9 Finished Composite

9 Finished Composite

Now, some of the stars may not seem very bright. This is easily remedied with luminosity masks ( A blog post will be posted in the future on how I use these techniques) Congratulations! You’ve done the impossible.

.10 Final image with stars brightened and my post processing applied

.10 Final image with stars brightened and my post processing applied

Conclusion and Final Thoughts

The process for this shot is pretty complicated. The most important things to remember:

  1. Make sure your weather conditions are perfect. If you can’t get a day with 0% cloud cover, you must make sure that the moon is new or in a crescent phase.

  2. Get the blue hour shot in. It’s impossible to have both the stars exposed and the city exposed properly. You must composite it. (There might be a way to do it without the composite but at this moment, I haven’t figured it out. The outcome of compositing vs not compositing would be the same either way because you’re using the stars on location.)

  3. Make sure your camera is STILL. You don’t want to try to auto align 2000 frames and export them out in Photoshop. Your computer will not be able to handle that even if they are in jpg format. Employ your bag as a counterweight to guarantee your tripod won’ t fall over.

Once you get the shots, you can mess up as many times in post as you want until you get that perfect shot.
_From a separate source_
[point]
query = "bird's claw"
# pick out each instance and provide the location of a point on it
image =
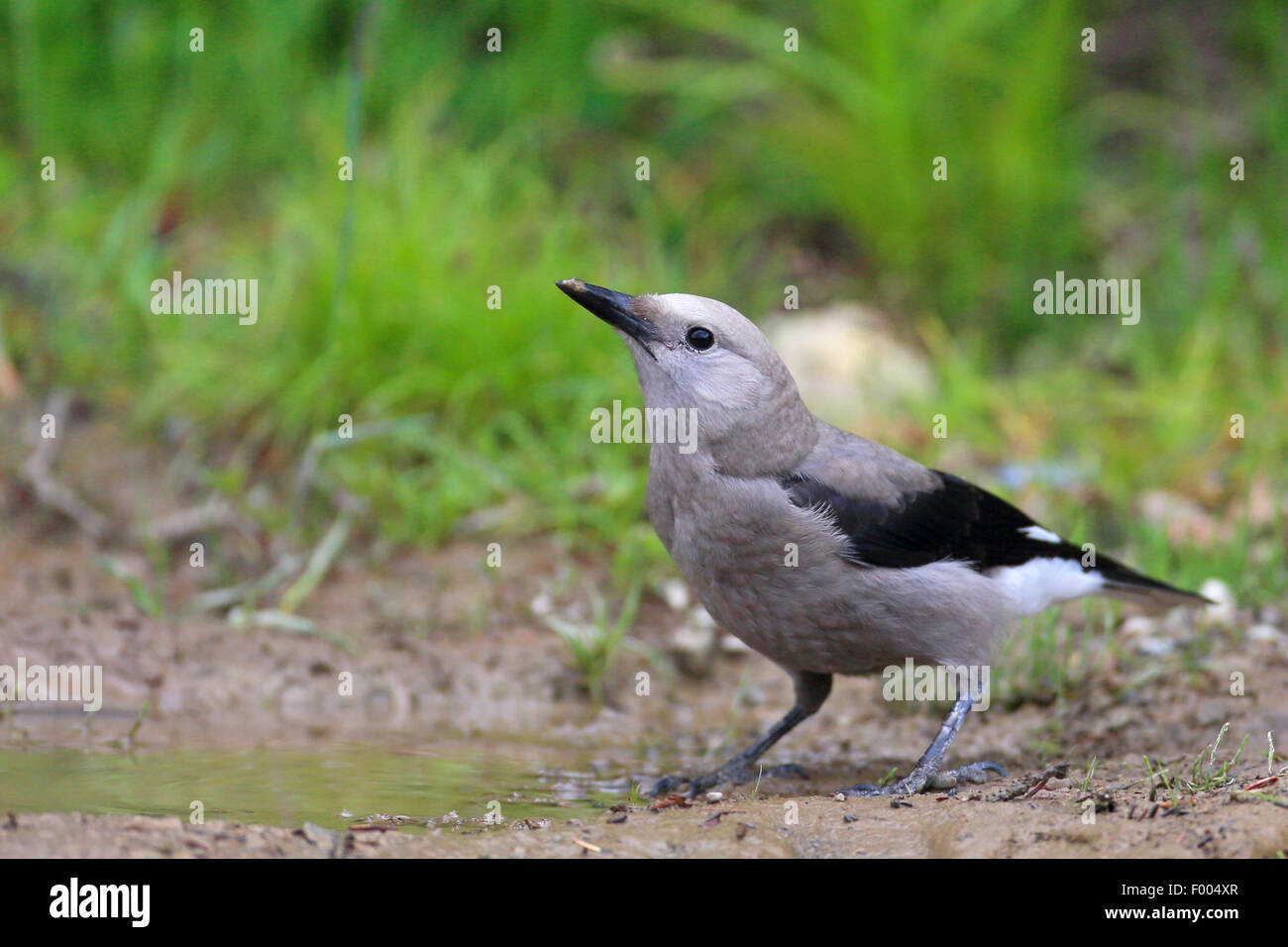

To recap post processing

  • Load all jpg star files into StarStax and start with the lighten blend to see how many stars you can see

  • Composite in the blue hour shot to make sure the concept works.

  • Use a black brush in your default photo app and go frame by frame in your star shots with a black brush to paint out any plane trails

  • Load the cleaned images into StarStax with a gap filling blend mode to fill any gaps in the trails (the second the shutter closes before your camera takes another shot in continuous mode)

  • Composite that shot into the blue hour shot and use masks and brushes (or pen) to paint away the foreground

  • Use the match color option to match the color of your foreground to your stacked shot or vice versa

  • Follow normal post- processing workflow.

For this one shot, you will invest a lot of time. You might give up half way through the shoot but you must have faith that the finished shot will be fine. I wanted to bail so many times during the shoot, but I pushed myself to stay and it was completely worth it. Do not attempt this shot if you are relatively new to post – processing or photography in general. The techniques used are quite advanced to get the desired outcome. Learn the basics and then come back to this guide. Go ahead and wow your friends

 

Commentary on this shot:

“Shoot for the Stars”

As with all my shots, I always want a foreground, mid ground transition, and background. Scouting, I found this beautiful composition with 2 boats. The water was also calm, so the reflection was almost a mirror image. In the final image, I deleted one of the boats and had only one boat in the center of the frame. I think one subject in the foreground is infinitely more powerful than 2 boats especially when looking at the night sky. The one subject in the middle of the frame helps to convey the loneliness and isolation against the vast night sky, even if the scene is in the city. There’s something to be said about the contrast of one (especially one placed in the center) vs many. For the background, I did a little crop so the Prudential and 1 Dalton could be in the middle of the shot. The reflections and the water act as a great transitioning midground and the reflections act like leading lines from the boat to the skyline as well as introduce more colors.